The Sav-Mart Express on the corner of Van Buren and Jefferson was like every other Sav-Mart Express: an overpriced drugstore designed to drive Walgreens out of the overpriced by convenient stand-alone pharmacy business, a niche the full-size Sav-Marts were ill-equipped to fill. And a big part of that gouging was tantalizing people with glistening bottles of caramel-colored liquid toothrot at checkout with vast coolers filled with every variety of soda pop known to man.

The Sani-Cola delivery man arrived one day with a pallet of fresh-bottled Sani-Cola, Diet Sani-Cola, Sani-Cola Classic (with chlorophyll!), only to find that another bottle truck had pulled up to the other side of the Sav-Mart Express, which lacked a loading dock.

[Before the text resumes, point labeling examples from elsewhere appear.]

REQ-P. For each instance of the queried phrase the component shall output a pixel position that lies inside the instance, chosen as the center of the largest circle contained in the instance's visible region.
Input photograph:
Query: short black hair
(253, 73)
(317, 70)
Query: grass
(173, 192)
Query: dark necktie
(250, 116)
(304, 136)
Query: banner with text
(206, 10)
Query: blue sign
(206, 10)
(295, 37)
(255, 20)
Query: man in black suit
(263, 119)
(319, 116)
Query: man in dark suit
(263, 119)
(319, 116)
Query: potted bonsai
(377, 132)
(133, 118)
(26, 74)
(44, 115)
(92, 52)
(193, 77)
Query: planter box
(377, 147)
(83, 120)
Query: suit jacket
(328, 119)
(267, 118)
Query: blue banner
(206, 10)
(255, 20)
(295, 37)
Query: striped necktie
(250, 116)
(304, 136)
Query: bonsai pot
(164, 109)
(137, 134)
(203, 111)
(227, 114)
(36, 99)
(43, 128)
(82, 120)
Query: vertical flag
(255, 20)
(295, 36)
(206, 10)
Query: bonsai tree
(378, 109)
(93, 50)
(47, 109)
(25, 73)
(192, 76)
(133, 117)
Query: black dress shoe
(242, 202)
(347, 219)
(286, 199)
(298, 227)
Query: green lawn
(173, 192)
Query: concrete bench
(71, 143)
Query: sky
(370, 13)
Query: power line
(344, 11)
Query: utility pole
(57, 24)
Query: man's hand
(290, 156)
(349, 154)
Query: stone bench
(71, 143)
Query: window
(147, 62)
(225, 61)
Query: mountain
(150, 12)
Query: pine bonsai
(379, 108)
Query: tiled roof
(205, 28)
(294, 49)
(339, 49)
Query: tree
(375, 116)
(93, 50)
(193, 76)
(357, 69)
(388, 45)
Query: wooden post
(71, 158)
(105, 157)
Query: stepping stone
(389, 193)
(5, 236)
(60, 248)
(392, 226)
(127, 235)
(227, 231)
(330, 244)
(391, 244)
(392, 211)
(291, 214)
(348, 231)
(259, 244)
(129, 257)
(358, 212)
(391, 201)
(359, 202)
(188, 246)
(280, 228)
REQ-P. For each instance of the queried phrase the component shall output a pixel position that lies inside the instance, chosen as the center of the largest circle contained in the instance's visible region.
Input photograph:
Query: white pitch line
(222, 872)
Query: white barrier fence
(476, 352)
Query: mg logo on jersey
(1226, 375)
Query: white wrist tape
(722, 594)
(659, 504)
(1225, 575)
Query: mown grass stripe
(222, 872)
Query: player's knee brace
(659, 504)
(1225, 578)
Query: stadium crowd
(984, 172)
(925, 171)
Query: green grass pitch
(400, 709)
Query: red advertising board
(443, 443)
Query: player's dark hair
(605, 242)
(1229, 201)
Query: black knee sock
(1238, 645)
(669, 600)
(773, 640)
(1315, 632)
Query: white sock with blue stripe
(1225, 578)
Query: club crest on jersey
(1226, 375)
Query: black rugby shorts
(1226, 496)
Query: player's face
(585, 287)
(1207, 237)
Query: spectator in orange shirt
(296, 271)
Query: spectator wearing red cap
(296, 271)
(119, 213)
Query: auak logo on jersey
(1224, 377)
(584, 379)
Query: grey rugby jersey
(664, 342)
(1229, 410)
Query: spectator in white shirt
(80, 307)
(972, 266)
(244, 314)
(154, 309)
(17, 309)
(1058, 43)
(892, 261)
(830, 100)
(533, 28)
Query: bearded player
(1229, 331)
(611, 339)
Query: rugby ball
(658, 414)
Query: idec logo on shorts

“Well, well, well,” said the the AtlantiCola driver, his yellow shirt a keen contrast from the Sani-Cola driver’s green. “Look what the cat dragged in.”

“Still pushing your knockoff sugar water on people who think that drinks taste better when you’re skydiving?” sneered Mr. Sani-Cola.

“Only if you’re still hawking that ancient patent medicine snake oil that you call a drink,” Mr. AtlantiCola responded.

They regarded each other over the two competing soft drink pallets gumming up the aisle. “So what are we going to do about this, huh?” said Sani-Cola.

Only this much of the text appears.